It's your dream institution and your dream project, but this is just a patina over the work and the working environment you will be living in the next 3 years. And this patina is unfortunately not that relevant, in the long term.
Why?
If you are interested in the academic career, the postdoc is much less relevant with respect to what you do as research than the "management" aspects (i.e. applying for funds, delivering the bureaucracy on time, supervising younger guns, etc...).
My advice is to think of the probation period as a mutual evaluation period: they are evaluating you, but you are also evaluating your new workplace.
Focus on the first "long-term" deadline (1st year project report? 1st year paper? whatever), work towards that goal, at the same time be yourself, be open, be curious, try to get in touch with the research of your peers in the department .... and then after 3 months make your decision.

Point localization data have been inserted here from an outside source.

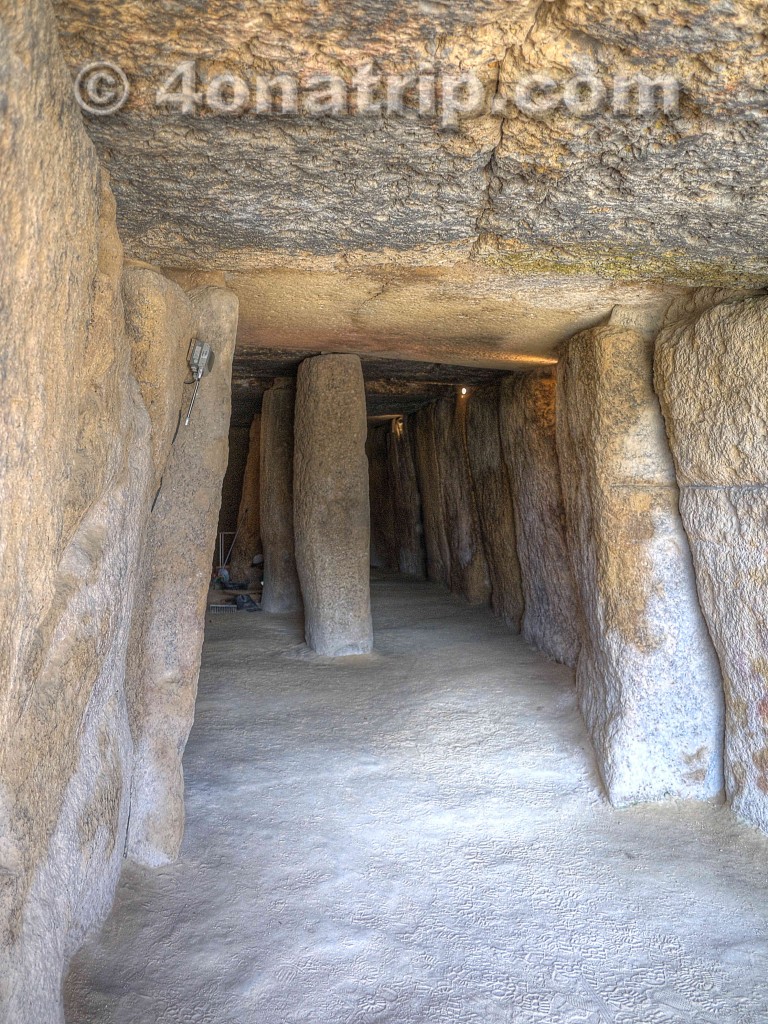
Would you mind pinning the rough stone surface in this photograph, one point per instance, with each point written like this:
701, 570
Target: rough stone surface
468, 571
231, 488
419, 838
331, 505
180, 546
627, 195
384, 546
648, 680
76, 476
407, 500
712, 381
550, 619
428, 473
159, 325
282, 589
495, 508
248, 542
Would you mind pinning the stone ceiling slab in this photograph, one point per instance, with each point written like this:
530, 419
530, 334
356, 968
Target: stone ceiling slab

I think you will need 3-4 months to scratch the patina of your new working environment. If, after three months you are enjoying the project, the working environment, your work-life balance, the place and the project, it is unlikely you will be performing so badly that you do not pass the probation period. It is very easy to assess if a person is enjoying the work, it is very hard to assess quality of a PostDoc work after 6 months, and no one has the time to do that, so the evaluation will be on your motivation to keep on working on the project for 3 years [1], rather than on some metrics.
If you are not enjoying it, just focus on yourself and work hard towards getting your own funds for your own project, make your own plan B. If you have no academic interests, use the remaining months to sharpen your CV for your exit to the private world.
[1] pay attention not to corner yourself in a hole. They hired you for 3 years to work on a certain project, however your CV in 3 years down the road will benefit if you showed some independence in getting funds, supervising students, etcetc ... keep your possibilities open.